“I wanted to play a villain but couldn’t convince an American director,” Albert Brooks told an audience January 8, his curly hair framing a gentle cherubic face. The Film Society at Lincoln Center was honoring Brooks for his career, including his recent role as a psychopathic Jewish mafioso in the 2011 movie “Drive.” Given his work as writer, director and star in comedies like “Looking for Comedy in the Muslim World” and “Lost in America,” he knew it would be a challenge.
Brooks met with Danish director Nicolas Winding Refn, hoping to secure the part. “Before I left our meeting, I pinned him against the wall, grabbed his collar and choked him,” Brooks said. “Then very quietly I said, ‘I’m physically a very strong man.’ Danes are white to begin with, but he turned clear.”
That bold move earned Brooks the part of Bernie Rose, making him a sure bet for this year’s Oscar nomination for Best Supporting Actor. Perhaps more noteworthy, but less commonly known, is the 2011 release of Brooks’s first novel, “2030: The Real Story of What Happens to America.”
The main character of the story is Matthew Bernstein, the country’s first half-Jewish president. The sort-of sci-fi story depicts a time when cancer has been cured but debt is killing the country. Oh, and Los Angeles is practically leveled by an earthquake. It’s riveting, but surprisingly heavy stuff coming from a man who made a living off of comedy for the past four decades.
Brooks, born Albert Lawrence Einstein, never wanted to be a comedian. “My advice is if you want your kid to get into comedy name him Albert Einstein,” he joked. His father was a radio entertainer who went by the name Parkyakarkus.
“When I grew up,” Brooks said, “a comedian was still the guy in Las Vegas. I wanted to be an actor.” But at 20, after spending years in summer stock theater, Brooks couldn’t get an acting gig. “Richard Dreyfuss was getting all the parts for 20-year-olds.”
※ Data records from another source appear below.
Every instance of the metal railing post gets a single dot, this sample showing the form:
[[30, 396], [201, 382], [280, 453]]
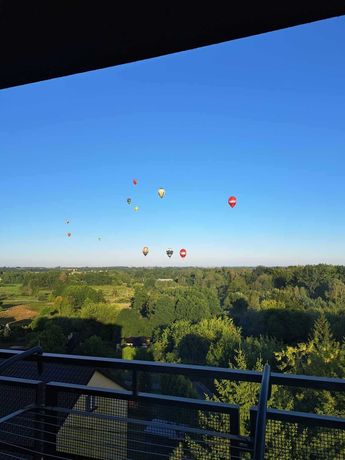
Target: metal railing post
[[235, 452], [135, 382], [260, 427], [51, 428]]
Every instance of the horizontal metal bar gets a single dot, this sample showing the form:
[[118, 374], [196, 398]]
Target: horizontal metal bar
[[325, 421], [16, 413], [145, 366], [14, 381], [146, 423], [308, 381], [194, 404], [20, 356]]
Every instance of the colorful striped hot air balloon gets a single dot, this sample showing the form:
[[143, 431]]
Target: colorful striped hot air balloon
[[232, 201], [161, 192], [183, 253]]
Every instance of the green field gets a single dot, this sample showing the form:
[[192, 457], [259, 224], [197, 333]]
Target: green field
[[117, 296]]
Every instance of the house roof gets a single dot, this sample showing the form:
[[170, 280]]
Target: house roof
[[14, 398], [43, 39]]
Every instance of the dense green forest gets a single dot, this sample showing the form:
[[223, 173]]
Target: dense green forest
[[293, 318]]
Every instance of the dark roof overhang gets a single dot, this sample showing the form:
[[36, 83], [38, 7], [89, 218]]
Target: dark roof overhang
[[43, 39]]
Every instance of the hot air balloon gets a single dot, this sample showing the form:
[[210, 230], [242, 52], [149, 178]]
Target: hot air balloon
[[161, 192], [232, 201], [183, 253]]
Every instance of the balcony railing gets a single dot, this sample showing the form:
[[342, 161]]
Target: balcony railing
[[59, 420]]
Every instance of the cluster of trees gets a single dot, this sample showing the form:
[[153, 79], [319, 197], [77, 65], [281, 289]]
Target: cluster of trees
[[292, 318]]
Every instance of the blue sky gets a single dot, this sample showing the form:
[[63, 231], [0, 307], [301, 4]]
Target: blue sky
[[260, 118]]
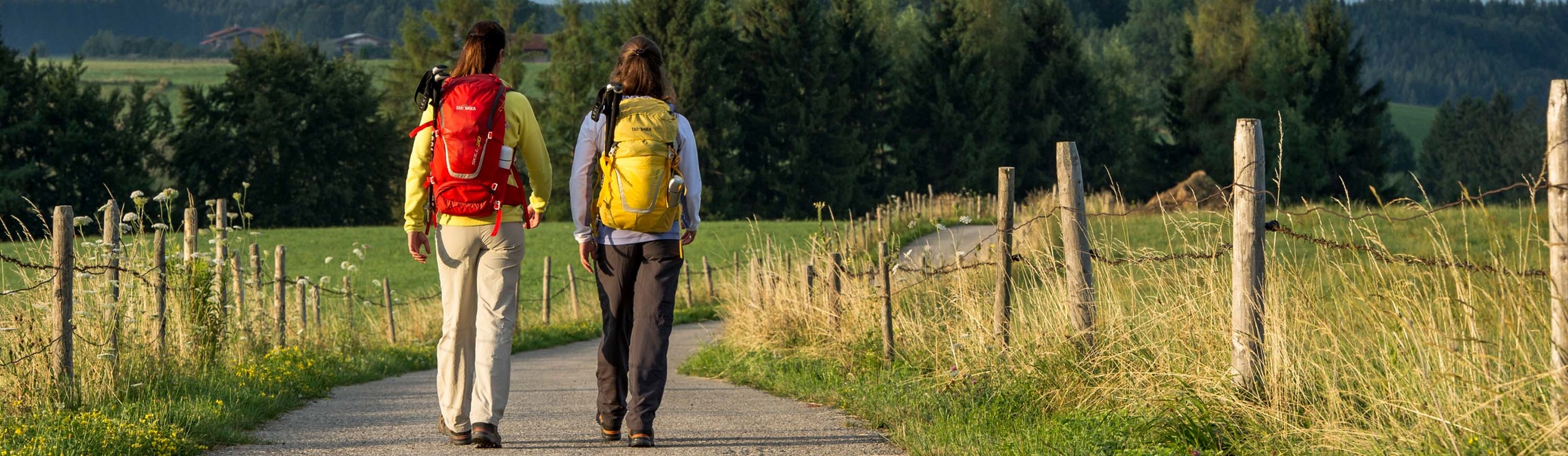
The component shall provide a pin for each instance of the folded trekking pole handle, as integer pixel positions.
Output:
(607, 99)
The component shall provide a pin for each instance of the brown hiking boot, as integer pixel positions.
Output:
(487, 436)
(607, 431)
(455, 437)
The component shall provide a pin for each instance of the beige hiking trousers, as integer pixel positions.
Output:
(478, 312)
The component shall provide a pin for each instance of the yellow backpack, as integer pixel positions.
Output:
(640, 184)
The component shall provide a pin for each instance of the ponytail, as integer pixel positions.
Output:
(640, 71)
(480, 49)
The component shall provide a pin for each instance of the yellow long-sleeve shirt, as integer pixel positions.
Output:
(522, 135)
Brooks’s first television role was on a religious show. “When they told me I was to play a priest who worshipped Christ, I said, ‘Great!’ I was so thrilled to be on the show.”
Martin Scorsese’s 1976 movie “Taxi Driver” gave Brooks his breakout role. “I played Tom who worked in a campaign office with Cybill Shepherd. I liked her, she didn’t like me — a recurring theme for the rest of my life.”
About working with Robert De Niro, Brooks said, “He was at the height of his method at that time. His character didn’t like mine so he wouldn’t speak to me. At the wrap party he still didn’t speak to me. Six years later he wouldn’t speak to me.”
In 1988 Brooks was nominated for an Academy Award for his role as a perspiring news anchor in “Broadcast News.” “On Twitter the other day there were like 600 people saying, ‘George Stephanopoulos is sweating at the New Hampshire GOP debate just like Albert Brooks in ‘Broadcast News.’ So I guess it was an important movie,” Brooks said.
Brooks went on to star in movies such as, “Mother,” “Out of Sight,” and was a scene-stealer as Marlin, the overprotective clownfish father in “Finding Nemo.” His upcoming movie is “This is 40?”
“I play Paul Rudd’s father,” Brooks explained. “It was the most difficult part I’ve ever played because I just didn’t think of myself as having a 40-year-old child. My children are younger. I kept saying to Judd [Apatow] ‘Should I age? What about a cane?’ but he said, ‘Nyah, I think you’re okay.’ Finally he humored me and let me wear a gray wig.”
Brooks has won a handful of awards already for “Drive” and his novel “2030” is a New York Times bestseller. “Writing this book was a huge creative departure and good experience but I better see if there are any interesting acting parts now,” Brooks said. “If I wait too long there won’t be anything left but playing a great grandfather.”